After completing his PhD John looked around for gainful employment. These were years of post-war austerity and jobs for UK geologists were few and far between. By chance John’s wife, Anne, had heard that the Government of Saskatchewan was advertising a position for a geologist at its department of Mineral Resources in Regina. During interview at the Agent General’s Office John was told that they couldn’t give him money for his passage but if he could report to the Administration Building in Regina before the end of September 1954, he would be guaranteed employment in the Government’s Petroleum branch. John arrived in Canada in time and his career as a petroleum geologist was underway. He also took out Canadian Citizenship.

After four years with the Department of Mineral resources working chiefly on Missisipian oil fields and Palaeozoic rocks, John left - having risen to the position of Principal Geologist. In 1956 he was awarded the Barlow Memorial Medal of the Canadian Institute of Mining and Metallurgy for his contributions. He joined the Amerada Petroleum Corporation in 1958 spending a total of three years working in Saskatchewan, North Dakota, Montana and Alberta as well as making a detailed study of the regional geology of Williston Basin.

The lure of academia called again and John returned to England in 1961 to take up a Research Fellowship with Fred Shotton at the University of Birmingham. It was here that his applied ‘history of geology’ interests were sparked, while working on a paper concerning the Industrial basis of stratigraphy. He gained the President’s Award of the AAPG in 1961 and his address developed into a bicentenary paper on William Smith and John Strachey (AAPG 1969). John also developed interests in the social history of geology, which he presented as a keynote address on ‘The Geological Attitude’ for the AAPG Annual meeting in 1971. John had a long association with the AAPG and was awarded its Certificate of Merit in 2000.

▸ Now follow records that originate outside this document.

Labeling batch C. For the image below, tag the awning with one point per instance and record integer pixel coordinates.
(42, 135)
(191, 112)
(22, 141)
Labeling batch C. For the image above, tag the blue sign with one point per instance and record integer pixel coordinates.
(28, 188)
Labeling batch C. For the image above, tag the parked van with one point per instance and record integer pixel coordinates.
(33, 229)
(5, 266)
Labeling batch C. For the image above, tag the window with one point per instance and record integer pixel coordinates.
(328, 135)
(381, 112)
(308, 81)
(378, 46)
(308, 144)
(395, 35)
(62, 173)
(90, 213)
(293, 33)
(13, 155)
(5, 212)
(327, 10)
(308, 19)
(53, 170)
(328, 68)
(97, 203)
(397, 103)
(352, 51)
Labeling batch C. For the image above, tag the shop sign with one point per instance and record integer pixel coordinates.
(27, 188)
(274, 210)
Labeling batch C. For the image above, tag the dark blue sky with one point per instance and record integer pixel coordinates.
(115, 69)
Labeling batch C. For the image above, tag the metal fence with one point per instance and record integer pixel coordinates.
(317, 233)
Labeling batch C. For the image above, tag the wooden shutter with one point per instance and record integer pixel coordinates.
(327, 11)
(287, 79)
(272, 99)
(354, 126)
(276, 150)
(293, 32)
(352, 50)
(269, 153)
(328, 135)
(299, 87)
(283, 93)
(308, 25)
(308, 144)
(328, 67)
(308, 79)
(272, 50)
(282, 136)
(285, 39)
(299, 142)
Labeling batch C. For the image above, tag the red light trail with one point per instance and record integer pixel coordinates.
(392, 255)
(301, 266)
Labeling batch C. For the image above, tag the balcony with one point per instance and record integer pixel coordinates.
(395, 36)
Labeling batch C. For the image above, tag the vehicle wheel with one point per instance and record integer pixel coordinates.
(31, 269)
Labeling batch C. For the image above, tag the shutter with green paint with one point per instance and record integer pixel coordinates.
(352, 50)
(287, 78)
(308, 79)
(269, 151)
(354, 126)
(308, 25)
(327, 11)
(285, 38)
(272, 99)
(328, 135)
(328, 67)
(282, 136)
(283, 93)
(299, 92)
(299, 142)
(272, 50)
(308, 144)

Finding academic life rather impoverished after his oil industry days, John returned to Amerada after a year in England. He became the District Geologist and Staff Geologist for Calgary, exploring for carbonate and evaporite-related reservoirs in the Western Canada Basin. He subsequently moved, in 1969, to the Amoco Canada Petroleum Company Ltd, Calgary as the staff geologist, where he conducted studies into stratigraphy and petroleum geochemistry before taking up a position as Chief Geologist at Amoco Europe Incorporated’s office in London (1971-80) and Regional Geological Manager for Amoco Europe and West Africa Inc. (1980-86). During this time John also undertook work in Romania and the Danube Delta (1980-81).

From 1986 John’s historical interests became more prominent, and extended into examining the role of the Church of England in its history. In 1984 he and John Martin of BP - both highly regarded applied geologists began to promote the formation of a Group within the Geological Society to raise awareness of the history of geology and its input into the profession. John became one of the founding members of HOGG (History of Geology Group), which held its inaugural meeting in 1994.

John was active in Geological Society affairs having served on Council from 1975-78, and became Vice-President from 1977-78. He also served on the NERC Geological Awards Committee from 1977-79.

He leaves his wife, Anne (also a Fellow of this Society) and two sons.